One of the smaller articles in the January 22, ’07 issue of The IO stayed with me long after having perused the 24 pages of Vol. 9, No.1. It told the sad tale of Ed and Elaine Brown, a couple who were recently (Jan. 18) found guilty of tax evasion by a jury of (obviously) completely clueless "consumers"; citizens (ostensibly) of the once great state of New Hampshire.

"My life is destroyed" Mr. Brown was quoted as saying. I read this on the same day it was announced in the news that 12 billion in U.S. currency was somehow misplaced—never to be seen again—in Mesopotamia. Sucked up by the same sands which all too greedily has absorbed the blood of over 3,300 soldiers and 650,000 citizens (from a study recently released by Johns Hopkins University) since America’s first selected president invaded Saddam Hussein’s Iraq in March, 2003, ostensibly in search of "WMD." Ironically, the U.S., with the aid of then vice-President George HW Bush and Donald Rumsfeld sold poison gas and other weapons (of mass destruction) to Saddam during the Reagan era.

Yes Ed, sad to say your life, like mine, has been destroyed by the IRS, an agency hell-bent on squeezing every last dime from the little guy. For, as the author John Ross so poignantly and truthfully points out on page 519 of his epic book "Unintended Consequences (1996), "A felony conviction will f-up your whole life, and that’s no exaggeration."

If any 10 supporters have yet to read this crucially important historical novel, I urge them to do so immediately.

I just hope Mr. Brown understands the difference between arguments and action. The law requires the former; politics demands the latter. Mr. Ross’s tome, though fiction, is a fine game plan as to how and when a citizen MUST act to preserve what little liberty is left after administrative remedies and legal arguments have failed.

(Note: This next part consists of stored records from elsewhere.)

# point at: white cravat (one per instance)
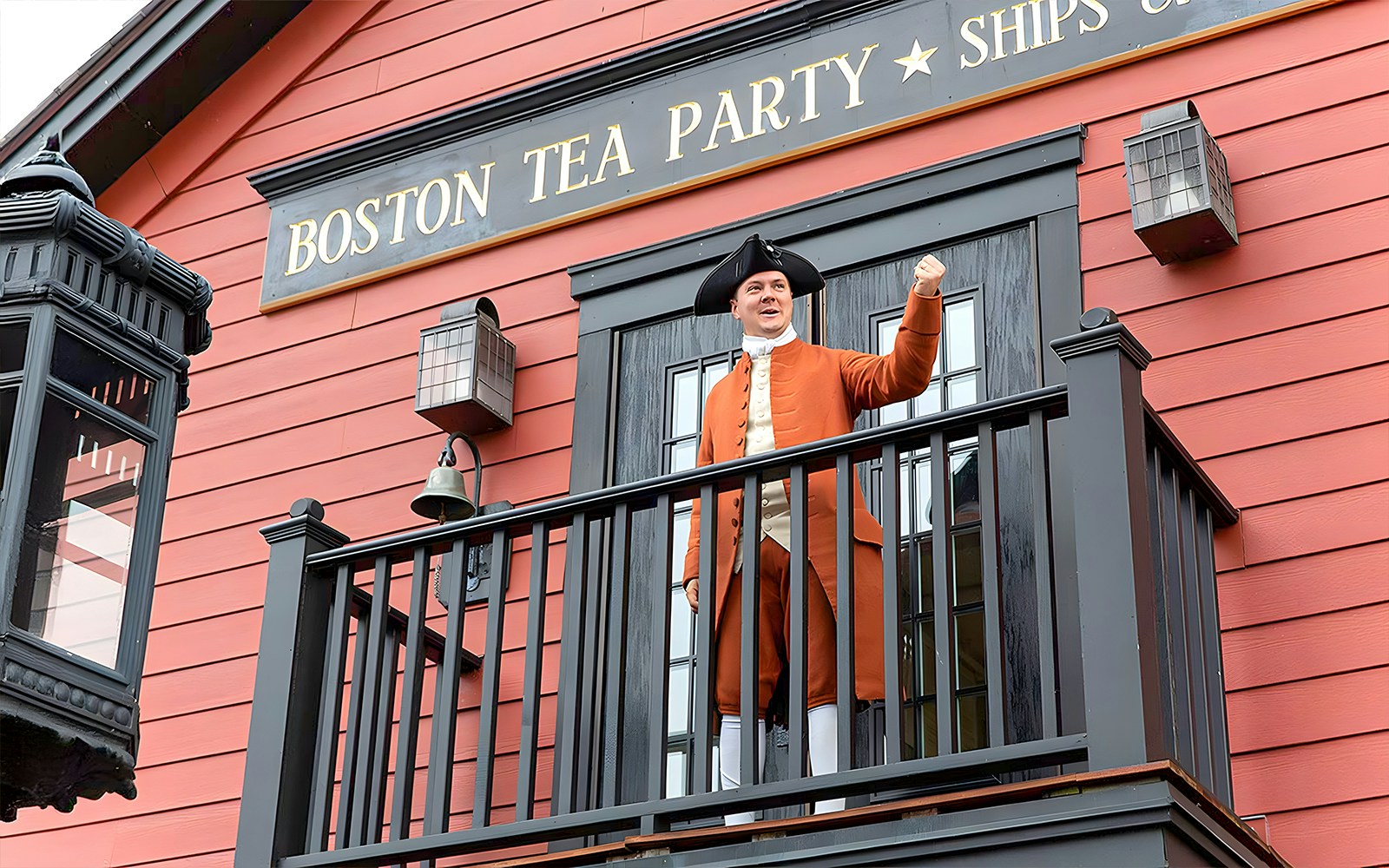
(756, 347)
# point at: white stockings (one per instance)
(824, 754)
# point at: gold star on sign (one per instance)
(916, 62)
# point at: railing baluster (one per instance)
(490, 678)
(365, 784)
(571, 645)
(615, 680)
(352, 740)
(534, 668)
(1192, 639)
(1215, 680)
(892, 601)
(845, 606)
(701, 766)
(990, 569)
(798, 710)
(381, 728)
(330, 712)
(444, 727)
(749, 771)
(659, 668)
(1171, 582)
(589, 692)
(1042, 560)
(941, 523)
(411, 689)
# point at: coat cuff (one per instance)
(923, 314)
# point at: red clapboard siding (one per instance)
(1303, 587)
(1307, 648)
(1259, 363)
(1296, 713)
(181, 832)
(1259, 201)
(1280, 145)
(1284, 413)
(1309, 775)
(1284, 472)
(1320, 293)
(1333, 835)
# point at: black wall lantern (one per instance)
(467, 370)
(96, 330)
(1178, 187)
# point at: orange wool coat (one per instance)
(817, 393)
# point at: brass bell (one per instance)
(444, 495)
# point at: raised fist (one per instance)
(930, 273)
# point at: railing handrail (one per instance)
(687, 483)
(1224, 511)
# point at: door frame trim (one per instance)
(1032, 180)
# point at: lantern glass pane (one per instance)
(78, 532)
(13, 339)
(106, 379)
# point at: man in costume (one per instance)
(781, 393)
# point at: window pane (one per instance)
(888, 335)
(675, 763)
(678, 701)
(684, 403)
(970, 671)
(962, 391)
(682, 624)
(713, 374)
(972, 721)
(76, 552)
(964, 485)
(960, 335)
(684, 456)
(13, 338)
(680, 539)
(969, 569)
(6, 431)
(928, 402)
(927, 656)
(109, 381)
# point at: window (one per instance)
(687, 386)
(958, 381)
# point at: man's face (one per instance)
(763, 305)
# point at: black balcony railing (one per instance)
(367, 756)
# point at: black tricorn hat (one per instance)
(754, 254)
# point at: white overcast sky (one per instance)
(43, 42)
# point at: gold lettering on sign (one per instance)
(615, 150)
(726, 117)
(342, 245)
(302, 238)
(680, 132)
(370, 226)
(400, 212)
(567, 160)
(979, 45)
(988, 34)
(767, 111)
(423, 206)
(539, 167)
(467, 187)
(852, 76)
(1099, 9)
(809, 71)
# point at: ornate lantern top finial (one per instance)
(48, 170)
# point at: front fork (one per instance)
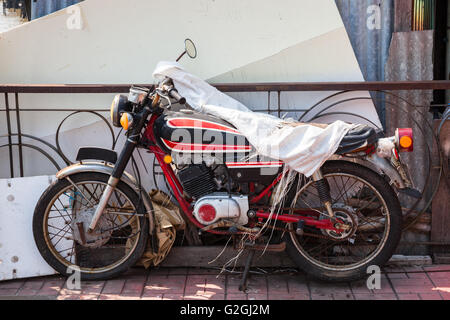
(121, 163)
(113, 181)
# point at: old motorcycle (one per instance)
(334, 225)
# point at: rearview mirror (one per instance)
(189, 46)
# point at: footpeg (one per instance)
(300, 226)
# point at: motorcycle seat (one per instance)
(356, 138)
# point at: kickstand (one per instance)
(248, 263)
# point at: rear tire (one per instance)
(56, 260)
(392, 231)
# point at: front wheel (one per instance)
(61, 219)
(361, 199)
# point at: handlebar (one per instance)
(174, 94)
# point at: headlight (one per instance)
(137, 94)
(119, 105)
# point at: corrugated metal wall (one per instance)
(40, 8)
(370, 32)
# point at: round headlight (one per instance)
(119, 105)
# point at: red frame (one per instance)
(177, 190)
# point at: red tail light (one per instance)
(404, 139)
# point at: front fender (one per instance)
(127, 178)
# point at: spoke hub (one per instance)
(348, 222)
(96, 238)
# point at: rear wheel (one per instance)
(362, 200)
(63, 214)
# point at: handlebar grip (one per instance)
(174, 94)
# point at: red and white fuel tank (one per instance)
(199, 137)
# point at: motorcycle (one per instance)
(333, 225)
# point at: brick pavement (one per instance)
(413, 283)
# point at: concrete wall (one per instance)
(121, 43)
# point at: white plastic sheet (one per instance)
(302, 147)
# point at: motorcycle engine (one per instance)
(211, 205)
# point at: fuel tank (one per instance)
(192, 137)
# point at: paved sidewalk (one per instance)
(411, 283)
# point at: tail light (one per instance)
(404, 139)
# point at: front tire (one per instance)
(376, 217)
(62, 207)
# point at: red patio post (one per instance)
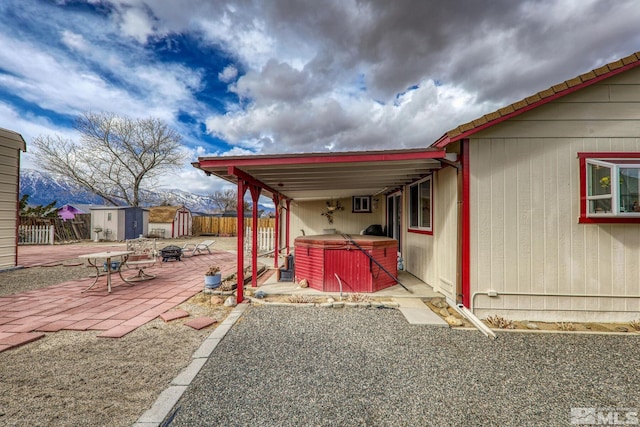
(276, 255)
(242, 188)
(255, 195)
(288, 225)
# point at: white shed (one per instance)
(11, 144)
(119, 222)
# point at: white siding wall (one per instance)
(433, 258)
(9, 169)
(166, 226)
(525, 204)
(306, 215)
(100, 217)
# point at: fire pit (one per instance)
(171, 252)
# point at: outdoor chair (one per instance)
(190, 249)
(144, 256)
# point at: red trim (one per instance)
(605, 155)
(276, 234)
(250, 179)
(255, 195)
(582, 158)
(242, 188)
(616, 220)
(312, 158)
(466, 226)
(288, 224)
(446, 139)
(413, 230)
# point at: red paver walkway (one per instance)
(23, 316)
(35, 255)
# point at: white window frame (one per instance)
(618, 209)
(412, 205)
(361, 204)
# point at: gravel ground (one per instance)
(290, 366)
(73, 378)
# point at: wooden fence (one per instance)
(266, 239)
(36, 234)
(69, 230)
(227, 226)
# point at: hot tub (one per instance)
(319, 258)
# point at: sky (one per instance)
(284, 76)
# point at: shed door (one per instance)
(183, 223)
(394, 214)
(133, 223)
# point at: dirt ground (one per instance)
(74, 378)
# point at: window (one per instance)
(420, 206)
(609, 187)
(361, 204)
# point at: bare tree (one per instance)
(116, 156)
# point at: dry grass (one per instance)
(500, 322)
(566, 326)
(300, 299)
(358, 298)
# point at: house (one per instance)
(11, 144)
(170, 221)
(530, 212)
(119, 222)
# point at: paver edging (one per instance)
(165, 402)
(335, 304)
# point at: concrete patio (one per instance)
(27, 316)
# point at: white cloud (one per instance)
(137, 24)
(229, 73)
(74, 41)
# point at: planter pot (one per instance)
(212, 282)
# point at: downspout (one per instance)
(494, 294)
(242, 188)
(465, 228)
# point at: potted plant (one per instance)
(213, 277)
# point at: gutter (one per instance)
(494, 294)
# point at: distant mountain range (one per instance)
(44, 189)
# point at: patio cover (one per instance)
(313, 176)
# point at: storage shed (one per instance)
(69, 212)
(531, 212)
(119, 222)
(11, 144)
(169, 221)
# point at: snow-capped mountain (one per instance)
(44, 189)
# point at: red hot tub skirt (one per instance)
(319, 258)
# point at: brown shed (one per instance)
(11, 144)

While Shepardizing some cases in the prison’s law library, I came across one where the author of a two-volume work I’ve heard about over the years, but have yet to read, titled "The Law That Never Was" (1985), gave expert testimony at trial documenting the fact the 16th Amendment was never properly ratified (1913). This improper addiction to the organic "law of the land" supposedly authorized the Congress to directly tax the wages as "incomes." The Supreme Court held that this was not a question of law but a political question to be settled outside the purview of the Courts. As far as the Supreme Court was concerned, the fact that then Secretary of State Knox publicly announced the 16th Amendment ratified made it so. Since no amount of evidence and activism have been able to overturn the illegal 16th Amendment, a constitutional coup d’etat was ratified under the color of law in 1913 and continues to this day.

So, those who seek a remedy under law from the nine robed dictators in D.C. must understand that the argument is over. Our "masters" have spoken and all pleas for a redress of grievances in this matter must now be addressed from one of the three boxes of freedom: The ballot box, the jury box or the cartridge box.

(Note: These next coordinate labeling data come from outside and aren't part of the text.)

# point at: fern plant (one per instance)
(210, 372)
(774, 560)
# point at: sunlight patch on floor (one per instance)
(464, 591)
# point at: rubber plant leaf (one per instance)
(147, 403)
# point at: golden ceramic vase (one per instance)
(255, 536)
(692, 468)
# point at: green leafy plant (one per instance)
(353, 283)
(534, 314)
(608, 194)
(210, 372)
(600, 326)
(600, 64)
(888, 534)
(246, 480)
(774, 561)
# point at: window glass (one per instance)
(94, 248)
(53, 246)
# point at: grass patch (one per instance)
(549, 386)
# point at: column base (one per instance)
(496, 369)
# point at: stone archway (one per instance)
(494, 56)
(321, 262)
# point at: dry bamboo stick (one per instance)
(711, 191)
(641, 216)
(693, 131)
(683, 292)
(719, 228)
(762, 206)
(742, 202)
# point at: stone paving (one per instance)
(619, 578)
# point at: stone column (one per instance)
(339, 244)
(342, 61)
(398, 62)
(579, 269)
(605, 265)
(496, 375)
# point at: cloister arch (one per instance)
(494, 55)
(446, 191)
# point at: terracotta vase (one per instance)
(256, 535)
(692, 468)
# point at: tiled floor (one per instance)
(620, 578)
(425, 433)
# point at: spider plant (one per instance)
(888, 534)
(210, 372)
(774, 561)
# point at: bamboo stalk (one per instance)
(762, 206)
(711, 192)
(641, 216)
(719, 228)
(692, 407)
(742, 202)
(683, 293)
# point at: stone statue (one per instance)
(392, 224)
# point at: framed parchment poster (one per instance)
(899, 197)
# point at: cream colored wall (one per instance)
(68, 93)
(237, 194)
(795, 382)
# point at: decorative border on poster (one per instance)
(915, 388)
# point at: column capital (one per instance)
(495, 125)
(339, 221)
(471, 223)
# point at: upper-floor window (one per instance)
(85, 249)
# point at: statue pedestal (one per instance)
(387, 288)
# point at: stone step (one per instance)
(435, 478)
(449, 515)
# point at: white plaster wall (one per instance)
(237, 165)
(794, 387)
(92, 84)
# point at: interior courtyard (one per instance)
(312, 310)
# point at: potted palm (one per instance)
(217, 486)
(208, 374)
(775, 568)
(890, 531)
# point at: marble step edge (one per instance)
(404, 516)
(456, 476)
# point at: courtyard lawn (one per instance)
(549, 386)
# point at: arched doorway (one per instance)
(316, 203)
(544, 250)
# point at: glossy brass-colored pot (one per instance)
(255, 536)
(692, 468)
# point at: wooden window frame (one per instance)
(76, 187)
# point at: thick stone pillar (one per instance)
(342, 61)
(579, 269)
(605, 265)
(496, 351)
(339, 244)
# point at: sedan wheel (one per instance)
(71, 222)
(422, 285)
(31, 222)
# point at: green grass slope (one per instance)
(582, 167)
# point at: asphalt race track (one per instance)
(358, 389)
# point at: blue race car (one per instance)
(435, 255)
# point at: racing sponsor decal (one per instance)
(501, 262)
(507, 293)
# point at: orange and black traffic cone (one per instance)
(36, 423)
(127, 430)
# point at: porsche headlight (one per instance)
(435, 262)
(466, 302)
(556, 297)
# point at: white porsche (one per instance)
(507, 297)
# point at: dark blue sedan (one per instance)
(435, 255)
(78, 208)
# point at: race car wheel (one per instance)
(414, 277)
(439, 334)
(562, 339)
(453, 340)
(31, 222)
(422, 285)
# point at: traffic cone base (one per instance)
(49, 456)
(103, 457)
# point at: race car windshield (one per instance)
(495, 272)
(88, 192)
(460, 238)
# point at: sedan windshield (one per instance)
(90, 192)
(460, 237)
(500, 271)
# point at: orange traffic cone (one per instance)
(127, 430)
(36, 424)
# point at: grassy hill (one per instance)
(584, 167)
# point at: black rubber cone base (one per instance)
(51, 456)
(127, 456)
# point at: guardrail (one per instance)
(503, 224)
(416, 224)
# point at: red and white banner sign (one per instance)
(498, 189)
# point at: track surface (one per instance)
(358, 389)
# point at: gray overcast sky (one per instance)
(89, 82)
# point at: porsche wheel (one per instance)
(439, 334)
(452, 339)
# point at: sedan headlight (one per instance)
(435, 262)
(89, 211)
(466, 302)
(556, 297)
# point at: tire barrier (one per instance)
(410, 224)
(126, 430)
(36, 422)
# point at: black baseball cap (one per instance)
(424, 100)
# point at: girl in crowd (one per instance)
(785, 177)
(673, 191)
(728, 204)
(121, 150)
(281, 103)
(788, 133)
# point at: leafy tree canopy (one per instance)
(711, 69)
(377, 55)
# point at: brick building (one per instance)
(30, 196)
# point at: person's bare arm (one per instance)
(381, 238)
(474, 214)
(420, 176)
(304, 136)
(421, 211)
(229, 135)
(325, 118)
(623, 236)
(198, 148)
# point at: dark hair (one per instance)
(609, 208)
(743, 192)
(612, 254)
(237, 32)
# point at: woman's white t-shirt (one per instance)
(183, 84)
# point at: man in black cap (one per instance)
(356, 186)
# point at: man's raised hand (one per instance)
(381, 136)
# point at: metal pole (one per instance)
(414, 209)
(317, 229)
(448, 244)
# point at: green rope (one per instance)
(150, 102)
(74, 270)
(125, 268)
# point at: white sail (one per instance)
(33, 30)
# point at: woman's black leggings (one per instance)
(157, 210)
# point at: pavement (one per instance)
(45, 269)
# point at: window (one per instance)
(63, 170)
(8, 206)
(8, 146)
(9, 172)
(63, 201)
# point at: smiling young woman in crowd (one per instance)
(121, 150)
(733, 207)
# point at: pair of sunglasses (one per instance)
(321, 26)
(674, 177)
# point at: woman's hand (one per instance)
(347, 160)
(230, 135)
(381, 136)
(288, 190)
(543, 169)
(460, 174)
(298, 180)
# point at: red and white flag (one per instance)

Since the political class has effectively closed off access to the first two options and have been systematically banning our access to the last one since the 1930s, it is high time real men like Mr. Brown and his supporters seriously consider their box options—with the New Hampshire state motto, "Live Free or Die!" as their guide.

I offer my prayers and best wishes and a reminder to all: "Keep yer powder dry."